Screenshot of the David Wojnarowicz Knowledge Base built by NYU.

My research and writing on Wojnarowicz's installation and ephemeral art made something clear to me: the artist's archive was not confined to a convenient Magic Box or collection finding aid. Rather, it was embedded within his life and full body of work. One could connect elements, ideas, and objects to create a crisscrossing web of interconnectedness during the decade and half or so of his artist output. I realized that the Magic Box was not a skeleton key to his career in art but instead a respite from the brutality of navigating life itself and success as an artist amid the dynamic landscape of the 1980s/90s art and political world for a human being fighting against the odds of AIDS and artistic/cultural freedom. To be fair, Hugh Ryan came to this conclusion about the Magic Box in his VICE article, but it resonated with me in a profound way, having gone through my own journey.

Image of the contents of Wojnarowicz’s magic box after initial identification and labeling, from Magic Box Slideshow by Matt Wolf, 2005.

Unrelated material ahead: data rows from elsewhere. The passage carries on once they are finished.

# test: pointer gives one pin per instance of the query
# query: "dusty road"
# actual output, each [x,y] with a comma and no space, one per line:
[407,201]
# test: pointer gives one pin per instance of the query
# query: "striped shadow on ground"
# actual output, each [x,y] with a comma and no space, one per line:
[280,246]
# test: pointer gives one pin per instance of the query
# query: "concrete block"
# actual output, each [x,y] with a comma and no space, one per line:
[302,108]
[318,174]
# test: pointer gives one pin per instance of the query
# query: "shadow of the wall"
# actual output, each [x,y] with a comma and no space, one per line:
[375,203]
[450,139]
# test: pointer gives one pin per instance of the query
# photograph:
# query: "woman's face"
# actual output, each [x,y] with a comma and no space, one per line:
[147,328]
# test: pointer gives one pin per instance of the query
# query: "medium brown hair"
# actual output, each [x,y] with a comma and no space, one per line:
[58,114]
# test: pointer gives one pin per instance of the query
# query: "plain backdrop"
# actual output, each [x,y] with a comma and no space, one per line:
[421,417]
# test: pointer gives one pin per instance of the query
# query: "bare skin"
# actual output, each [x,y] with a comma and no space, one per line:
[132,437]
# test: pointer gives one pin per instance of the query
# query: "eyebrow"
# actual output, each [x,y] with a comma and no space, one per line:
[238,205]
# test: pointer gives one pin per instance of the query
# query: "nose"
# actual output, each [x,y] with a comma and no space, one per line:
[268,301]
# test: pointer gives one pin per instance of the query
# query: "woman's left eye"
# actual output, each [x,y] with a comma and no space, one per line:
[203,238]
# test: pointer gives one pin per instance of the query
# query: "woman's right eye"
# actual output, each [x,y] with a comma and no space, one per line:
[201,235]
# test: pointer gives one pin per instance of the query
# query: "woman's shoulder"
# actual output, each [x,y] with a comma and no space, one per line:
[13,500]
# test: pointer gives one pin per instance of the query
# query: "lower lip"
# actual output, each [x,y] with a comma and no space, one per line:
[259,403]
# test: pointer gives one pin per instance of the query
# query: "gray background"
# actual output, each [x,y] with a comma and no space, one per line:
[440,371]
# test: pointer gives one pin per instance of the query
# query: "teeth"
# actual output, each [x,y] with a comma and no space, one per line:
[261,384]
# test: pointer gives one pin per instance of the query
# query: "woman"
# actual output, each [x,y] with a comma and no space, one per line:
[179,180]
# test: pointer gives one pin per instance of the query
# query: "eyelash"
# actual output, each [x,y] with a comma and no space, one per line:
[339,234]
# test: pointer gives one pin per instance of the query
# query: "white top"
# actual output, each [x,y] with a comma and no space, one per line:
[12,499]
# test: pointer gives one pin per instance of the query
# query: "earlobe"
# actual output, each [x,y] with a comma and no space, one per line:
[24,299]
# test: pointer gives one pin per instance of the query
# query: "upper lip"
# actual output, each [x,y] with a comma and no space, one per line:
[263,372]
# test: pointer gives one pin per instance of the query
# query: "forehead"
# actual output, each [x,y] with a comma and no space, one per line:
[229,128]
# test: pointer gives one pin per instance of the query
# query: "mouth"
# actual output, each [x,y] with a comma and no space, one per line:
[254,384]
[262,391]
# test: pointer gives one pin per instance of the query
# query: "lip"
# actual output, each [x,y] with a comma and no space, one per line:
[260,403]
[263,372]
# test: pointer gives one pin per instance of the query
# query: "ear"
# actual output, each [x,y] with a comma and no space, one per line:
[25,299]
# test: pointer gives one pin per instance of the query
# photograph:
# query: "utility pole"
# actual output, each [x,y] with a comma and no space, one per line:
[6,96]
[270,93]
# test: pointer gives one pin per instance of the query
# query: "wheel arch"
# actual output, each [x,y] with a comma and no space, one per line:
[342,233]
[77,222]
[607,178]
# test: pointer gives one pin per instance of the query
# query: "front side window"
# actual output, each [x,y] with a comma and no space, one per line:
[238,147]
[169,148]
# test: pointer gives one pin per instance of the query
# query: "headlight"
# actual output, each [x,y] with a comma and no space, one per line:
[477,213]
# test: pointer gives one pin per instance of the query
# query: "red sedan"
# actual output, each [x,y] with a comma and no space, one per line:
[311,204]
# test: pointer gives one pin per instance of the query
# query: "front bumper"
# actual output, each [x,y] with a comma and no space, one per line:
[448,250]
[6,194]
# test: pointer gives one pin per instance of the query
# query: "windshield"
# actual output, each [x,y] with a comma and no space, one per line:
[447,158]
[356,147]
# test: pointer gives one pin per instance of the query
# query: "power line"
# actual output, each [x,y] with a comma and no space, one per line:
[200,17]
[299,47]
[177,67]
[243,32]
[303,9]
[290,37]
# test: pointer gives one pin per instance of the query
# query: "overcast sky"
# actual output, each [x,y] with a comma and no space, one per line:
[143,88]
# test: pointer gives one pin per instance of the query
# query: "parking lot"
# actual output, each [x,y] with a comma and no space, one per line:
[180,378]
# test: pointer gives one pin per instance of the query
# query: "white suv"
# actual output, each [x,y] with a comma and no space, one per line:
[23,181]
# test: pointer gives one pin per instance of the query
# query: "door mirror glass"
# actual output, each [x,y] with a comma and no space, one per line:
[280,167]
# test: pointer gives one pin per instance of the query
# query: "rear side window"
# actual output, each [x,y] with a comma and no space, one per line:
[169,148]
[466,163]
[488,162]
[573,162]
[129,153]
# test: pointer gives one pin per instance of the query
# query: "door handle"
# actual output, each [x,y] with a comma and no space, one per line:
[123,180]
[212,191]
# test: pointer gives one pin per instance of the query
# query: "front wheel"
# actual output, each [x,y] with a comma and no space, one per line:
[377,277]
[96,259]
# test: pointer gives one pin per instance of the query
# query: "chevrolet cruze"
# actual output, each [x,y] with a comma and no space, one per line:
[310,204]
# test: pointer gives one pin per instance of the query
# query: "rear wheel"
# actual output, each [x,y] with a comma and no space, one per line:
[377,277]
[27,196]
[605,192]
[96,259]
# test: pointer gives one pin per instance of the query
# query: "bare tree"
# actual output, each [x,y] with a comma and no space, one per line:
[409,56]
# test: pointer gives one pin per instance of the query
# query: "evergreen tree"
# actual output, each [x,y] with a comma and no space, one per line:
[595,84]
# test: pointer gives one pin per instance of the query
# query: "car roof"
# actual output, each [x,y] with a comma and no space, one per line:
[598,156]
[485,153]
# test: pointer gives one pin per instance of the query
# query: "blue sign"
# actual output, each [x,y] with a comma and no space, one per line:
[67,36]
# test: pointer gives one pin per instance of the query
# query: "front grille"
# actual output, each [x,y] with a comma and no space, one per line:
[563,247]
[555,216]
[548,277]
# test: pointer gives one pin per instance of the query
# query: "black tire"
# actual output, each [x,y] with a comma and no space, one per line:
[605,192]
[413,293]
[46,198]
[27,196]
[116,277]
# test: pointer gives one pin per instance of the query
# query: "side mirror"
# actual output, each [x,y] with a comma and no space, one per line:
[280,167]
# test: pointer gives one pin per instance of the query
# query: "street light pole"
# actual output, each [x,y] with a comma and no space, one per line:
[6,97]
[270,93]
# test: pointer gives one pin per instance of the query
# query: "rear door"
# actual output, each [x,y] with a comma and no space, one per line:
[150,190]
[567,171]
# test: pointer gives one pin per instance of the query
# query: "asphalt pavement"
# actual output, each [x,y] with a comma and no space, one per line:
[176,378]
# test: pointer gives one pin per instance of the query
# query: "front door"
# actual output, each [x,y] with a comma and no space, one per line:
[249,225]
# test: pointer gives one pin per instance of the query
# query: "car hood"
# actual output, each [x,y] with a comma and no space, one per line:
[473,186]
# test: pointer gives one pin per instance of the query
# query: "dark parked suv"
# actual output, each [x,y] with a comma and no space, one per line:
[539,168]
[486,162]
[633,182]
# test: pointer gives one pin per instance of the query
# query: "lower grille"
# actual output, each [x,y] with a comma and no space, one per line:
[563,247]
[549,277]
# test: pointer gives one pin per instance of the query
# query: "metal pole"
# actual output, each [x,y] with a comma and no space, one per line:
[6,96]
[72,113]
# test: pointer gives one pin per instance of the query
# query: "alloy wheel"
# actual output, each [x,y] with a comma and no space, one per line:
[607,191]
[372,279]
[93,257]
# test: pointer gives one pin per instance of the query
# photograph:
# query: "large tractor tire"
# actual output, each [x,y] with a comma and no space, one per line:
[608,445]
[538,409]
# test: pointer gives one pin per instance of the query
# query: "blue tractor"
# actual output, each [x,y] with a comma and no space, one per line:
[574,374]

In the end, I believe I learned just as much or maybe more about the importance of archival labor and standards as I did about this fascinating aspect of Wojnarowicz’s work. As is evident in the Magic Box, artists often have archival tendencies, even if they might eschew such a label and downplay their organizational impulses. And in the same vein, archivists (especially those working with artists or artists estates) would benefit greatly from pulling back every now and again from the mylar and inventory lists to consider their right-brain flights of fancy connecting the objects in front of them and the less immediate ideas floating around the air. Artists love to stow things away in obscure places and archivists love to root around in the dark corners of the overlooked – it’s kind of the perfect match. It is up to the artist to create the building blocks of their legacy, the gallerist to monetize and make it relevant, the curator to cultivate and legitimize its importance, the art historian to help perpetuate it contextually, and the archivist to steward everything into the future.

John B. Henry is an Archivist at Inveniem, a private archiving and technology agency that works with high-profile clients that include music icons, professional athletes, and leaders in the entertainment industry. He holds masters degrees in the History of Art & Design and Library & Information Science with a specialization in Archives from Pratt Institute.